Molvar disagrees with that statement and says, “The wolf belongs in Western ecosystems. The RMEF is trying to set back conservation 150 years.”


20 thoughts on “Elk Hunting Group Wants to Expand Wolf-Killing Derby into Montana: $1,000 Bounty per Wolf

  1. First of all, supporting fish and game departments through license fees would obviously be an incentive to approve more hunting.

    Hunters want to kill deer and elk because they believe they have the right to all of them. No sharing with predators! Ranchers want more grazing land near wildlife areas. Without the wildlife! On top of that is the long history of wolf hatred. It seems the hunters/ranchers won’t rest until the wolves are gone again. They’ve gotten their own way with extreme and grossly unfair killing of hibernating bears and wolf pups. When you think the human species can’t sink any lower, they find a way to do it.

    Killing animals when they are sleeping or are babies in their den and engaging in mass killing contests destroys the long-standing pretense that there is anything fair or “sporting” about the slaughter.

  2. Boy does that photo piss me off…..yet another good old boy fat fuck and his fat satanic spawn with their wolf kills. Even dead, the wolves are glorious compared to the unfortunately living wads who took their lives. May they both die in a future hunting accident……

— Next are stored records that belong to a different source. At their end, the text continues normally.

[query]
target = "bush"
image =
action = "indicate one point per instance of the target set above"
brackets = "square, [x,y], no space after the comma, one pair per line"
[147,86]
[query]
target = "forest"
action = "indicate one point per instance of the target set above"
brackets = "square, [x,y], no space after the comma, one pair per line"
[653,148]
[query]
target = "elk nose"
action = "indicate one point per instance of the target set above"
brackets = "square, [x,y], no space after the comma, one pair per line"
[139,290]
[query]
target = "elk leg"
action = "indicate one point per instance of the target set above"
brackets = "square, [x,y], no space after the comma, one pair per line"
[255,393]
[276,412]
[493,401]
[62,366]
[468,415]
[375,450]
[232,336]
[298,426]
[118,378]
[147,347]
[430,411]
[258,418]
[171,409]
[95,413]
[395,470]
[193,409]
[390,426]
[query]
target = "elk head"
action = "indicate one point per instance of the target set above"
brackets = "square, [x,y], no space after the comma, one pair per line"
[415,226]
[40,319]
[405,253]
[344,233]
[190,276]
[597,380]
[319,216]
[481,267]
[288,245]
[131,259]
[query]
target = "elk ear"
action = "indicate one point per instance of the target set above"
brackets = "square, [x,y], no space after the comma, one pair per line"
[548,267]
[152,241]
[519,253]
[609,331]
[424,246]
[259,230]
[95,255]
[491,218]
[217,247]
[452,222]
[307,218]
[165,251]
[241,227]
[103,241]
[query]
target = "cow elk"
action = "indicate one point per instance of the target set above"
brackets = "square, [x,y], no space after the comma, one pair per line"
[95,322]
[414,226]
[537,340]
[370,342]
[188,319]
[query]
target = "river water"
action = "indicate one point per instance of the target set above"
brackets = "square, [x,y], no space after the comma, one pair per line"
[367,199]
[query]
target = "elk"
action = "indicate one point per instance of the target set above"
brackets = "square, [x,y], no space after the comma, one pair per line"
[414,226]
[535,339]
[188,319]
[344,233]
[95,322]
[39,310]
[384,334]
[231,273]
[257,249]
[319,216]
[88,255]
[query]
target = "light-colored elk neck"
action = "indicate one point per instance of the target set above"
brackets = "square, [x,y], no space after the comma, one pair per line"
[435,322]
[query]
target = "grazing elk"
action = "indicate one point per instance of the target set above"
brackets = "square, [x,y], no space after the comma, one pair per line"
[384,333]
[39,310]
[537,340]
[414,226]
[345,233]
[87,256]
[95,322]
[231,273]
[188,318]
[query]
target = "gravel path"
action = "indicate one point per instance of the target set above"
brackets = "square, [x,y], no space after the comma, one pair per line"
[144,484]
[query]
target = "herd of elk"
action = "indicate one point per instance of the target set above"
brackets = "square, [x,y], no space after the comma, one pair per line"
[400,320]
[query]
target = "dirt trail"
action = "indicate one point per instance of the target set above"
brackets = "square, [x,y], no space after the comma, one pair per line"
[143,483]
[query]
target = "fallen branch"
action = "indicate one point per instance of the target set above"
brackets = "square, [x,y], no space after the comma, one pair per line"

      • Oh I fantasize about slaughtering these folks at their coyote culls and wolf killing derbies and the politicians that make these horrors possible, throwing in the folks from Wildlife Services…..one would have to join their cause, win their trust, and then when they are least expecting it…….

  3. This is what happens when an animal is delisted prematurely, especially one that is still being unfairly persecuted and that people still have false, negative ideas about – and a government that is willfully naïve about and complicit in destroying. But yet we keep telling ourselves how well we can ‘manage’ wildlife and what a success story delisting has been! The photo looks like it had a little photoshop help – those wolves look as big as dire wolves! What a bunch o F*****g A******s, all around and in both parties.

      • You got it!

        I can’t give any credit to this group. I’ve been told that because they, supposedly, do a lot for conservation by protecting public lands and acquiring other lands for hunting that would otherwise go to developers, that I should credit them. But since the delisting, there’s been nothing but an escalated killing of wolves, as we knew there would be. Nothing but abuse of responsibility. Predictable, and I can’t stand that people are so susceptible to self-delusion.

    • Not me!

      What is offensive is those self-satisfied idiots who are pathetic compared to the big, beautiful lives they have destroyed.

      A memorial I had made for Romeo, the black wolf from Juneau, Alaska, sits on the desk. I had another placed at Wolf Haven for him when I sponsored a black wolf there. Romeo was killed by a freak like the ones in the picture. There seems to be no stopping them. So I do memorials . . .

      The new hunting of sleeping bears and baby wolves reveals even more of their “sportsmanship.”

  4. The RMEF is a despicable, hunter-directed group, which is now even more empowered by the Washington cronies. Jon Tester should also be hunted or trapped. I share your fantasy, Renee!

  5. Those who are so adamant about hunting (killing) as a right should be sent to war-torn countries where they will have the opportunity to kill,or get killed.

  6. These hunting groups are not true wildlife conservation organizations; they are only interested in sustaining ungulate numbers for their own use. Predators are essential native wildlife too, and deserve to be valued and protected for future generations. And these animals certainly shouldn’t be “managed” by organizations who only see them as competition for their recreational hunting.